En 1851, à la suite du coup d’État de Louis Napoléon Bonaparte, l’engagement politique de Victor Hugo, chef de file de l’école romantique, le contraint à quitter la France. Cet exil forcé s’avère être une période littéraire féconde. Après un séjour à Bruxelles, c’est à Jersey qu’il compose les Châtiments, un recueil de poèmes contestant la légitimité de Napoléon III. Expulsé de Jersey, il s’installe à Guernesey en 1855 où il rédige les Contemplations et reprend l’écriture des Misérables. Ces années insulaires coïncident avec la transposition du lyrisme dans l’œuvre dessiné de Victor Hugo. L’univers pictural de l’artiste, enfermé dans l’espace des îles anglo-normandes, s’enrichit du spectacle de l’océan. La réclusion renforce la fascination du poète, attiré par la mer depuis ses premiers voyages, pour le mouvement des vagues, les tempêtes, les naufrages, et la rudesse de la vie des gens de la mer.
Dans ses métaphores marines tracées au jet d’encre, Hugo transforme un paysage réel en vision ténébreuse. Ces dessins n’étaient généralement pas tracés sur le motif mais plutôt d’après ses souvenirs, ce qui renforce leur aspect irréel et fantastique. Dans le nôtre, on distingue le relief d’une ville au loin, la voile d’un bateau, et la mer, omniprésente. C’est l’immensité du paysage et l’obscurité du ciel qui véritablement dominent, traduisant la vision poétique de Victor Hugo. Notre dessin est l’une des rares feuilles de l’artiste à l’encre colorée, plus précisément au bleu de Prusse. Quelques feuilles de 1855 – 1856 présentent ces nuances bleutées mystérieuses, notamment des représentations de créatures fantastiques, hydres ou dragons.
Comme l’indique la signature, occupant tout le premier plan de la feuille : « Guernesey, Victor Hugo, 1856 », notre dessin a été réalisé dans les premiers temps du séjour guernesiais (1855 – 1870).

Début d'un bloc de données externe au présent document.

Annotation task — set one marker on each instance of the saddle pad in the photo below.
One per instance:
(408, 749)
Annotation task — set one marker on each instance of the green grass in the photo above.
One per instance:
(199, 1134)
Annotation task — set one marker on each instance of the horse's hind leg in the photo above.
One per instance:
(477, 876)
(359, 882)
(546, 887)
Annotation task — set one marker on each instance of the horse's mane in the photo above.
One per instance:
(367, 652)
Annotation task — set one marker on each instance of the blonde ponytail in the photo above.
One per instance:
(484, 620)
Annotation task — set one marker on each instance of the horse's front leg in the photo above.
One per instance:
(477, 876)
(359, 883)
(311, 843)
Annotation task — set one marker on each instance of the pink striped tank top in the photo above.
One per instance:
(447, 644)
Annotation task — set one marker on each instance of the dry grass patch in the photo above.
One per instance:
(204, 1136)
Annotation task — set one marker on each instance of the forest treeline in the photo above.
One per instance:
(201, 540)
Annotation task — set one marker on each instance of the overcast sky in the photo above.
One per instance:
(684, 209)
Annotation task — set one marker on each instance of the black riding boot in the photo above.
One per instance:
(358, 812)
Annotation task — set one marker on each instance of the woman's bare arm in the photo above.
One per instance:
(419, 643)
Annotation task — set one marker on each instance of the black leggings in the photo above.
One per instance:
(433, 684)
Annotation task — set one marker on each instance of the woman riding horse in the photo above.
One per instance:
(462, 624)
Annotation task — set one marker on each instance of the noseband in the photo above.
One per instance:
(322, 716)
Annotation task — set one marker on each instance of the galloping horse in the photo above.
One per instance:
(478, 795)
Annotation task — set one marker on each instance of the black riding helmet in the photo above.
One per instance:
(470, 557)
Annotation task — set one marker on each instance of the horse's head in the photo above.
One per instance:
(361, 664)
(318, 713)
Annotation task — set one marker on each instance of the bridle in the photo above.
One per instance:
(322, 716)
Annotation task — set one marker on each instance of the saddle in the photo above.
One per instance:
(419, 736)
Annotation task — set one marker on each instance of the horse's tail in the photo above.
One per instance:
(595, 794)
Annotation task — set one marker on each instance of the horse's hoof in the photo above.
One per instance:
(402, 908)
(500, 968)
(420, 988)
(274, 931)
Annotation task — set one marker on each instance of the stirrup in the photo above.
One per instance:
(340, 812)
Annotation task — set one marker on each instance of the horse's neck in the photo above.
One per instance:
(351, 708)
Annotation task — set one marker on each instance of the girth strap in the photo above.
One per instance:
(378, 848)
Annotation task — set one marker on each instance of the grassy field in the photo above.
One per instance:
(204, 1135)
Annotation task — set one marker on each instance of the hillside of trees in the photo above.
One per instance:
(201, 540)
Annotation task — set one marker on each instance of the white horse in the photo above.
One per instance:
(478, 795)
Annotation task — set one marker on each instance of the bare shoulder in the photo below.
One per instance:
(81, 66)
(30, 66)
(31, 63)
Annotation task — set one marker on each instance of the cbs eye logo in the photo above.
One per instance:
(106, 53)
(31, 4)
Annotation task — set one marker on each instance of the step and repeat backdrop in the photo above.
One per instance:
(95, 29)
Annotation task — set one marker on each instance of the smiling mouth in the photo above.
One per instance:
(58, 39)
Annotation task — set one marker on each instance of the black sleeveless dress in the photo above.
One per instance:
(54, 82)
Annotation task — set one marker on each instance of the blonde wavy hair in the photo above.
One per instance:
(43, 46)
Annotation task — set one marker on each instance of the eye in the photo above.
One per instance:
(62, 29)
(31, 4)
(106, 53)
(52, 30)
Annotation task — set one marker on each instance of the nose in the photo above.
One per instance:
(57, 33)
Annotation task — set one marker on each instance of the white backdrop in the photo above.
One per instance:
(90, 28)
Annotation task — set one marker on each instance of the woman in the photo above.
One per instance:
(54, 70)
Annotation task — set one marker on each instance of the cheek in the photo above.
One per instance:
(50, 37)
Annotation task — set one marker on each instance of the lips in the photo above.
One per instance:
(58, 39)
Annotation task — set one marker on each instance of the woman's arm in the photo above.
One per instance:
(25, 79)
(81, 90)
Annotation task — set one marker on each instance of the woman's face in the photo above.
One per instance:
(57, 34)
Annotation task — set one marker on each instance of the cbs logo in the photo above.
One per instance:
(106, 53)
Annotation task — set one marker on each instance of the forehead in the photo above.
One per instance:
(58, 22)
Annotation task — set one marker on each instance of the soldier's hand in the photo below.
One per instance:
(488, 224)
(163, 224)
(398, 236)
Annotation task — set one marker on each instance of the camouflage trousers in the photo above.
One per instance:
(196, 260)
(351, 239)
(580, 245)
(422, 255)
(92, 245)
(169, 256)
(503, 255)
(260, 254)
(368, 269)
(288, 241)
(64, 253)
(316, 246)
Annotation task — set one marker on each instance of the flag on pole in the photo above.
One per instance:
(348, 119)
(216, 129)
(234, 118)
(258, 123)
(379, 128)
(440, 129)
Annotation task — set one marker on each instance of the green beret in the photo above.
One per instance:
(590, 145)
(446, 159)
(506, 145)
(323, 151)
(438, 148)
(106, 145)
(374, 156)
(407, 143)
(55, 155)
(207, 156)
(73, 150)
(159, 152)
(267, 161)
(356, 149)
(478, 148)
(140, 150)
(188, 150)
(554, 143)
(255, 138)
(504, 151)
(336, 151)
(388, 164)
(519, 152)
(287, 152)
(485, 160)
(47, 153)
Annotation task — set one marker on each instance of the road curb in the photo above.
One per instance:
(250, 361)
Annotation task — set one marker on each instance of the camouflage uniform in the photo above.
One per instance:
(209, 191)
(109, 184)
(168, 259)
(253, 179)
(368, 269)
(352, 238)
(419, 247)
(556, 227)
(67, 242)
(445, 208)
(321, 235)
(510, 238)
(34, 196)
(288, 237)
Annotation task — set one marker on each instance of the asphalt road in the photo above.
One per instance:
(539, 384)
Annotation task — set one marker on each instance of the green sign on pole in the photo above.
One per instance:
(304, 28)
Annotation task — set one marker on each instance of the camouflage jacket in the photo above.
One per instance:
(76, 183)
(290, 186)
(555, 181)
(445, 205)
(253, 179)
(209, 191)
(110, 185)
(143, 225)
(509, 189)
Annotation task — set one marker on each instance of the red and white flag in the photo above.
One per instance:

Au cours de ces années, l’écriture s’invite dans l’œuvre graphique de l’artiste, jusqu’à devenir parfois l’élément principal de la composition. Ces dessins, où le nom du poète s’impose en grosses lettres, sont à rapprocher des cartes de visite qu’il envoie tous les ans à ses proches. Dans l’univers hugolien, le verbe se confond avec l’image. À travers ces signatures, Hugo se rappelle au monde.